Euforia a Piazza Affari, Ftse Mib +3%. Effetto Wall Street, Dow Jones supera 25.000. Ma occhio al VIX

Wall Street non si ferma e l’azionario globale apprezza. Dopo il valore record di chiusura testato alla vigilia, il Dow Jones raggiunge un’altra pietra miliare sorpassando per la prima volta in assoluto la soglia di 25.000 punti. L’indice conferma la fase rialzista che lo ha portato a guadagnare più del 25% nel 2017, e che lo ha visto segnare nello stesso anno ben 71 valori record di chiusura.

Il raggiungimento di quota 25.000 arriva dopo soli 23 giorni di contrattazioni da quando il Dow Jones aveva terminato la sessione al di sopra dei 24.000 punti.

L’effetto domino di Wall Street sull’intero azionario mondiale è sotto gli occhi di tutti: l’indice di riferimento Ftse All World Index è salito dell’1,7% da quando trader e investitori sono tornati dalle vacanze natalizie, estendendo il rally del 22% segnato nel 2017, il quarto anno migliore da quando l’indice è stato lanciato nel 1993.

Il listino tocca oggi un nuovo record per la terza sessione consecutiva.

In Europa è il Ftse Mib di Piazza Affari l’indice che beneficia maggiormente del sentiment positivo. Il listino balza del 3% circa a 22.560,5 punti e assiste al rally di FCA.

Il titolo vola fin oltre +9% e testa nuovi massimi assoluti superando la soglia di 17 euro. Tra i titoli migliori del Ftse Mib si mettono in evidenza anche Exor +6,47%, Ubi Banca +5,57% e Ferrari +3,77%. 

Buy scatenati su tutti i settori: in evidenza le banche, con Banca Generali, Banco BPM, Bper, Intesa sanPaolo, UniCredit che volano tutte di oltre +3%, sovraperformando i titoli bancari in Europa.

Unico titolo negativo sul Ftse Mib, alle 16.50 ora italiana è Campari, che segna un lieve ribasso. 

E mentre l’euforia conferma il suo potere contagioso, un segnale non proprio confortante arriva, anche in questo caso, da Wall Street.

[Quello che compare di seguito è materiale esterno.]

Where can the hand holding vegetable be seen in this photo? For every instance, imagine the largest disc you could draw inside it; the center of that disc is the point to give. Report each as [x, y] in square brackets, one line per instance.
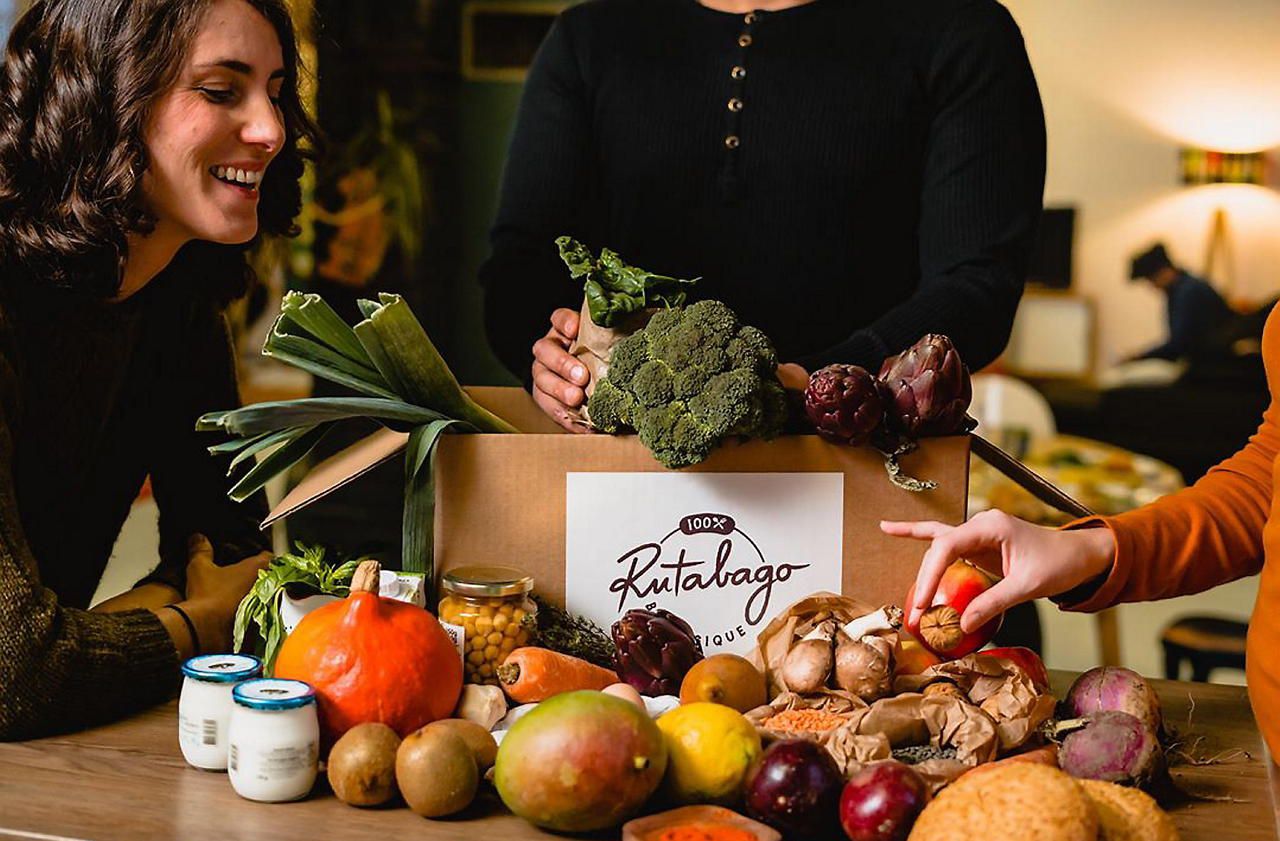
[560, 378]
[213, 595]
[1034, 561]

L’indice della paura VIX, che ieri ha chiuso al di sotto dei 9 punti per la prima volta in assoluto, continua anche oggi a essere depresso. E’ la prima volta, nella storia, che il parametro che misura la volatilità dei mercati Usa viaggia a un valore inferiore ai 9 punti per due sessioni consecutive.